Swimley isn't alone. Those are the types of comments Montana Fish, Wildlife and Parks officials have been hearing in recent weeks.

Wood, Williams and others in the department ponder the psychology of how predators are perceived differently by the public. Wolves, they say, carry a far greater public stigma with the public than mountain lions, even though mountain lions are more widely distributed and numerous.

Wolves are obviously having an impact, they say.

"Are they the driver for the deer population? We would say no," Wood said.

Williams believes that lions are more tolerated partly because they are a legal game species themselves, with the state having an ability to increase or decrease lion permits.

Lions are secretive, solitary stalkers, but wolves hunt in packs and use roads and trails also used by humans. Even if they aren't seen, their tracks can be seen and their howls can be heard.

And wolves in Northwest Montana - a population that recovered naturally through migration from Canada - have fully "endangered" status, the highest form of protection under the Endangered Species Act.

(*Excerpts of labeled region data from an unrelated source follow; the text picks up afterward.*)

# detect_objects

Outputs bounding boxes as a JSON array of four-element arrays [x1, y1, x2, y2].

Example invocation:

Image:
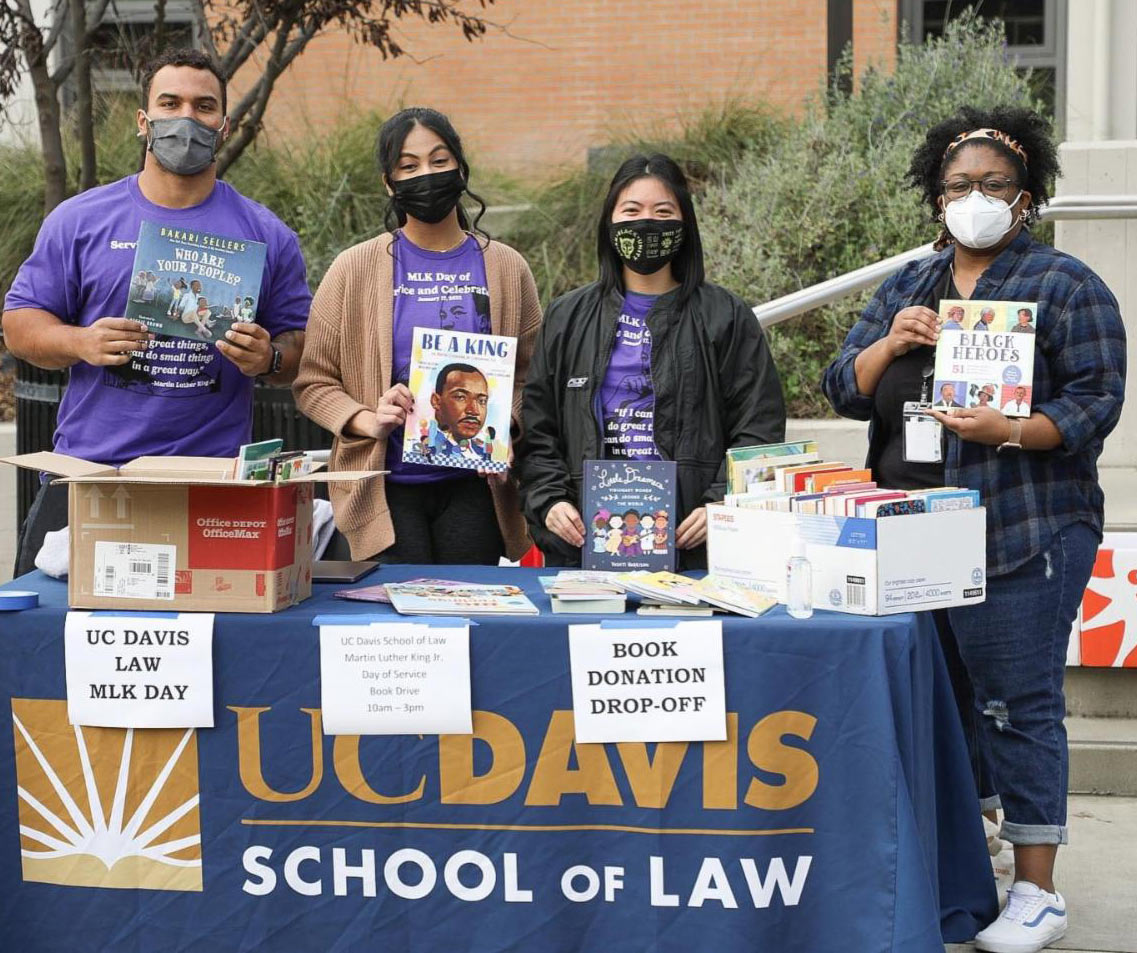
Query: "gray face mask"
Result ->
[[146, 116, 221, 175]]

The wolf populations in Montana, Idaho and Wyoming temporarily were delisted this year, and a state management plan that allowed for a managed, quota-based wolf hunt went into effect. But a lawsuit was filed to block the delisting and the state management plans were halted by U.S. District Judge Donald Molloy of Missoula. Since then, the U.S. Fish and Wildlife Service has withdrawn its rule for delisting and is drafting a new rule that will attempt to address issues raised in the lawsuit.

"People are feeling frustrated," Wood said. "It would be interesting to see what their attitudes would be if they could have a wolf tag in their pocket."

Tim Thier, a state biologist who heard from hunters at the Olney check station throughout the hunting season, also wonders how attitudes might change if the state's management plan was implemented.

"I think it would have done a lot to reduce the animosity that people have toward wolves," Thier said. "It would have gone a long way toward reasonable management. As it sits right now, with them as fully endangered, if they are observed attacking livestock, technically it's illegal to even shoot over their heads because that's considered harassment."

The perception that wolves are out of control, for some, comes with a perception that they will decimate game populations.

Fish, Wildlife and Parks biologists do not believe that will be the case. They believe that as deer populations decline, the numbers of wolves and other predators will follow.

Laudon has a copy of the Hungry Horse News from 1986 with articles on the first documented reproduction of wolves in Montana since they were eradicated decades ago.

The article quotes locals making dire predictions, with one man saying that the presence of wolves in the North Fork Flathead drainage would spell an end to the big-game population there within five years.

That didn't turn out to be the case. The number of wolf packs ended up growing to four in the North Fork, but a few years after the deadly winter of 1996-97, only one pack remained.

Laudon cites the cyclical interactions between wolves and moose on Lake Superior's Isle Royale.

"It's a fixed, simple system and it has been studied for decades and they have watched both the moose and wolf populations go up and down," he said.

But Laudon notes that people often don't view a landscape, with its predators and prey, through the lens of even a decade or two.

"The problem is that if it's a problem in your lifetime now and it's in your back yard, it's a problem," he said.